The battle to unlock billions in frozen assets

More than £5.3billion of Abramovich’s fortune has been frozen by the Jersey courts since 2022, where it is tied up in a complex legal case. The oligarch’s team claims money received from the sale of Chelsea cannot be released until the investigation is dropped by the Jersey government.

His heavyweight legal team includes Lord Wolfson KC, the shadow attorney-general in the House of Lords, which has raised eyebrows in Westminster. Justice Minister Jake Richards described it as “indefensible” for the shadow minister to retain his position on the Conservative front bench while also representing Abramovich.

In a letter to Tory leader Kemi Badenoch, he said: “Abramovich’s position is that the transfer of the funds cannot be completed until the end of the court case in Jersey in which Lord Wolfson is representing him.

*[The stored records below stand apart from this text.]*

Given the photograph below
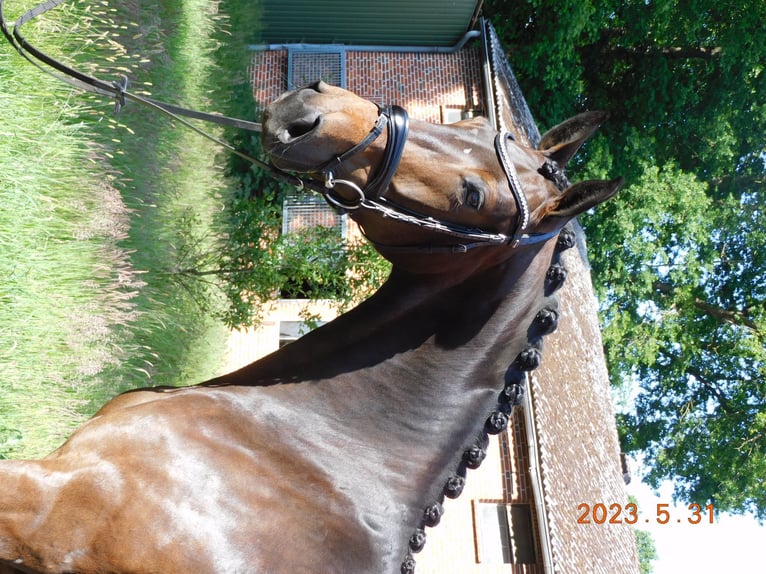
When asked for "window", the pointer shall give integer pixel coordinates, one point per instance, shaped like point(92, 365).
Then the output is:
point(300, 211)
point(503, 533)
point(308, 64)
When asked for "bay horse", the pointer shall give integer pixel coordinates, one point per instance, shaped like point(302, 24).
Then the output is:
point(335, 453)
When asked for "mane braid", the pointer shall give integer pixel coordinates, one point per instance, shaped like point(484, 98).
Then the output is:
point(512, 395)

“As shadow attorney general, Lord Wolfson has a crucial role in formulating Conservative Party policy. As a paid representative of Mr Abramovich, he has a financial interest in the question of whether and when Mr Abramovich’s assets are transferred to benefit the people of Ukraine.”

Lord Wolfson is understood to have recused himself from giving legal advice on Ukraine and Russia to Badenoch, which is “standard practice”, the Tory leader’s spokesperson said.

Meanwhile, ministers remain under pressure to go further in the quest to fight dirty money and London’s reputation as a “laundromat”.

In June, Britain will host a major international meeting of governments and bank representatives to discuss tackling the flow of criminal cash from around the globe. The Illicit Finance Summit at Lancaster House will seek to build an “international coalition” in a bid to stem the tide of dirty money and strengthen Britain’s national security.

Focus will be on the underhanded use of cryptocurrencies, gold and property. Brickell says it will be “a vital opportunity to convene like-minded nations and show leadership on the global stage”. But will it be enough to restore Britain’s muddied reputation?